The biggest challenge Stanford faced with Hadoop VMs was low throughput and high latencies for writes to disk.
VirtuCache was deployed on VMware hosts along with a 800 GB Intel S3500 SSD in each host. The 800GB S3500 costs $800 and does about 60MBps Write IOPS and 180MBps Read IOPS at under 10ms latencies from within VMs. With VirtuCache, all recent writes were written to this SSD and all frequently used data was read from this same SSD. The writes were then asynchronously synced with SAS based shared disks.

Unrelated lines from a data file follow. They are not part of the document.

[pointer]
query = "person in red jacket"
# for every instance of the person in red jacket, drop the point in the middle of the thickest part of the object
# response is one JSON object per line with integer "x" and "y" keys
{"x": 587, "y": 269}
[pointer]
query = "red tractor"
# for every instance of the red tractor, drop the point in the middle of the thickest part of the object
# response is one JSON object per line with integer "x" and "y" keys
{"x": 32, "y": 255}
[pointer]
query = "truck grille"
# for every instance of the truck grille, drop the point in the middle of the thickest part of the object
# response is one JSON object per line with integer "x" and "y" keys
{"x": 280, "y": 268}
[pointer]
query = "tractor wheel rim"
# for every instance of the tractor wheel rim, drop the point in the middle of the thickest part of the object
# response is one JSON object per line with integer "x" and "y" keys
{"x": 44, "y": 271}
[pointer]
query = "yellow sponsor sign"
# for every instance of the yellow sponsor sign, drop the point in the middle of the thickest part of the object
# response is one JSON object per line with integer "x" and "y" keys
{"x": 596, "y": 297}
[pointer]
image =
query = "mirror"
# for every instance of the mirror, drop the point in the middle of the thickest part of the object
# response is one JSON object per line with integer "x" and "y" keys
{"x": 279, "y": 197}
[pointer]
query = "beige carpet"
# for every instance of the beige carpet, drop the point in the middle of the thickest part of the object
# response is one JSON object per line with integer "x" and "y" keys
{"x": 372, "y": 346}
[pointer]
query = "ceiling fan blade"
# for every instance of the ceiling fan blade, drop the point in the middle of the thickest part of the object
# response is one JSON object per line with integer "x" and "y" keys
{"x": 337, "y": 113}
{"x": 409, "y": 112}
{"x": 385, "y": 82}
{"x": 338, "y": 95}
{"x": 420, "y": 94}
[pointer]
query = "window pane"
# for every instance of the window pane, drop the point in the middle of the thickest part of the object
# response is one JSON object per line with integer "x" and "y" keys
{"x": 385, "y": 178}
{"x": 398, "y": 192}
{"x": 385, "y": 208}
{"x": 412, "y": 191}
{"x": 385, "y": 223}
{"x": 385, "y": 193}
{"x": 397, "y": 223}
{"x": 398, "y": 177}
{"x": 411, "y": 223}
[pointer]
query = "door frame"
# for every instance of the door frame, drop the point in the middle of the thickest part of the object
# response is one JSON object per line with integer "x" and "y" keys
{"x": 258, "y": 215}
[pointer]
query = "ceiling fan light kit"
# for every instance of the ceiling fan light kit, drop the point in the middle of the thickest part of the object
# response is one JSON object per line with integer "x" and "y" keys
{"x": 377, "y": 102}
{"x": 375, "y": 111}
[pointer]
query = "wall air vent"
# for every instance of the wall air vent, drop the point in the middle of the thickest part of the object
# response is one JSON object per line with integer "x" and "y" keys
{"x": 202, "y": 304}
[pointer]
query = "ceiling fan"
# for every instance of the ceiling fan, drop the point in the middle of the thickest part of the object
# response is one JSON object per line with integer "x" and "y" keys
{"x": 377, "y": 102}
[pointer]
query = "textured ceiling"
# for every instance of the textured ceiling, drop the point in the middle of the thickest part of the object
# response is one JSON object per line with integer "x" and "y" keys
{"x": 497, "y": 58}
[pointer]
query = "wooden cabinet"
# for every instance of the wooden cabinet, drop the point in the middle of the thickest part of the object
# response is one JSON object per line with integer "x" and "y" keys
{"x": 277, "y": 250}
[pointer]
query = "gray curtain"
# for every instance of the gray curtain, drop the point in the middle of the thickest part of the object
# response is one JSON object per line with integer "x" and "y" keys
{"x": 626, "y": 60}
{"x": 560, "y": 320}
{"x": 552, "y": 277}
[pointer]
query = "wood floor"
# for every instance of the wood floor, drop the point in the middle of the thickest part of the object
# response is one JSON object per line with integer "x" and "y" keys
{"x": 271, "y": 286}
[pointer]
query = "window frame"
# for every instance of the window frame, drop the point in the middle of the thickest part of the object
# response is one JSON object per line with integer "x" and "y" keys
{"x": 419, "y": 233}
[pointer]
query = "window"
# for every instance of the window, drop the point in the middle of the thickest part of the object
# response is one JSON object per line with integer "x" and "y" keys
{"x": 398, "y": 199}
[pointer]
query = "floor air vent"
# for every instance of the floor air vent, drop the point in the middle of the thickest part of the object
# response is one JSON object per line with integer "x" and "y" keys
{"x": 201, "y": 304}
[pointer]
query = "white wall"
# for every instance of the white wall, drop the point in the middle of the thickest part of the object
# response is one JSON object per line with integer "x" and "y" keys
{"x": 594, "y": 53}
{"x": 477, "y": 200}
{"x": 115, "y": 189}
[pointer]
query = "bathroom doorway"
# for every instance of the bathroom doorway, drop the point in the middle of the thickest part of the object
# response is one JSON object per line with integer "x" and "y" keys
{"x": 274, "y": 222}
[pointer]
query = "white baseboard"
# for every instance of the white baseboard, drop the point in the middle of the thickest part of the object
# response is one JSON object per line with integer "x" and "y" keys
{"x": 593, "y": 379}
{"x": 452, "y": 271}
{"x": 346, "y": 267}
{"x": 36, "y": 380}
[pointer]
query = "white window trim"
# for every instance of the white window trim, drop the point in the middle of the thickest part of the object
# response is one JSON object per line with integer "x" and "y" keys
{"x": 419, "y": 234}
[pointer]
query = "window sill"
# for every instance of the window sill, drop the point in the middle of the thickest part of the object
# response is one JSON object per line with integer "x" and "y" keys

As is standard configuration with VirtuCache, all writes to local SSD were replicated to two others SSDs in two different VMware hosts to prevent against data loss in case the local SSD or local host failed.
By ensuring that most of the storage IO happened to the local in-host SSD, we ensured consistently low latencies even for bursty write-intensive workloads from within Hadoop VMs.
VirtuCache is the ONLY solution in the market that can accelerate writes from local disk based storage with a kernel only deployment. A kernel only deployment ensures very low latencies compared with a VM based solution (as is the case with most of our competition).
As a result, deploying VirtuCache resulted in a 6-10X improvement in write latencies for Hadoop workloads from within VMs.